There is an adult male in Warner Robins Animal Control, GA. Unfortunately Warner Robins has had a Parvo outbreak, so dogs can only be released to rescue, have to be parvo tested and then placed somewhere (quarantined) for 10-14 days for the safety of other dogs. I am trying to help a senior lab in the same shelter, also caught up in the nightmare.

If anyone can help this boy the number for Warner Robins is: 478-929-7280.


----------



## CindyM (Mar 20, 2007)

*Re: Warner Robins, GA, Male black&tan, Pet ID: 8-0243*

Stunning


----------



## melonyjhsn (Mar 8, 2007)

*Re: Warner Robins, GA, Male black&tan, Pet ID: 8-0243*

Bump for this guy. Anyone working on him? Any temp info?


----------



## rebeccakukkie (Aug 16, 2005)

*Re: Warner Robins, GA, Male black&tan, Pet ID: 8-0243*








Another gorgeous boy!!


----------



## DHau (Feb 24, 2007)

*Re: Warner Robins, GA, Male black&tan, Pet ID: 8-0243*

I live in Warner Robins.
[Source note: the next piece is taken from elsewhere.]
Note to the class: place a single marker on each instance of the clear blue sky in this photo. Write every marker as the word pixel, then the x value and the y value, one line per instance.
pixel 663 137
I can go check him out if needed to see what his personality is like.


----------



## rebeccakukkie (Aug 16, 2005)

*Re: Warner Robins, GA, Male black&tan, Pet ID: 8-0243*








Bump back to the spotlight!!


----------



## rebeccakukkie (Aug 16, 2005)

*Re: Warner Robins, GA, Male black&tan, Pet ID: 8-0243*

Back to the top!! Any rescue has room for this boy?


----------



## pupresq (Dec 2, 2005)

*Re: Warner Robins, GA, Male black&tan, Pet ID: 8-0243*

I understand that they're trying to be careful but as an adult dog, he's really at very little risk of parvo. He's just gorgeous and I love his smile.


----------



## melonyjhsn (Mar 8, 2007)

*Re: Warner Robins, GA, Male black&tan, Pet ID: 8-0243*

Bump!


----------



## ncgsdmom (Jun 24, 2008)

*Re: Warner Robins, GA, Male black&tan, Pet ID: 8-0243*

bump!


----------



## melonyjhsn (Mar 8, 2007)

*Re: Warner Robins, GA, Male black&tan, Pet ID: 8-0243*

http://www.petfinder.com/petnote/displaypet.cgi?petid=11449130

Petfinder link says he's up for adoption today.


----------



## Myamom (Oct 10, 2005)

*Re: Warner Robins, GA, Male black&tan, Pet ID: 8-0243*

bump


----------



## melonyjhsn (Mar 8, 2007)

*Re: Warner Robins, GA, Male black&tan, Pet ID: 8-0243*

Listing Removed.... Hope he made it out.


----------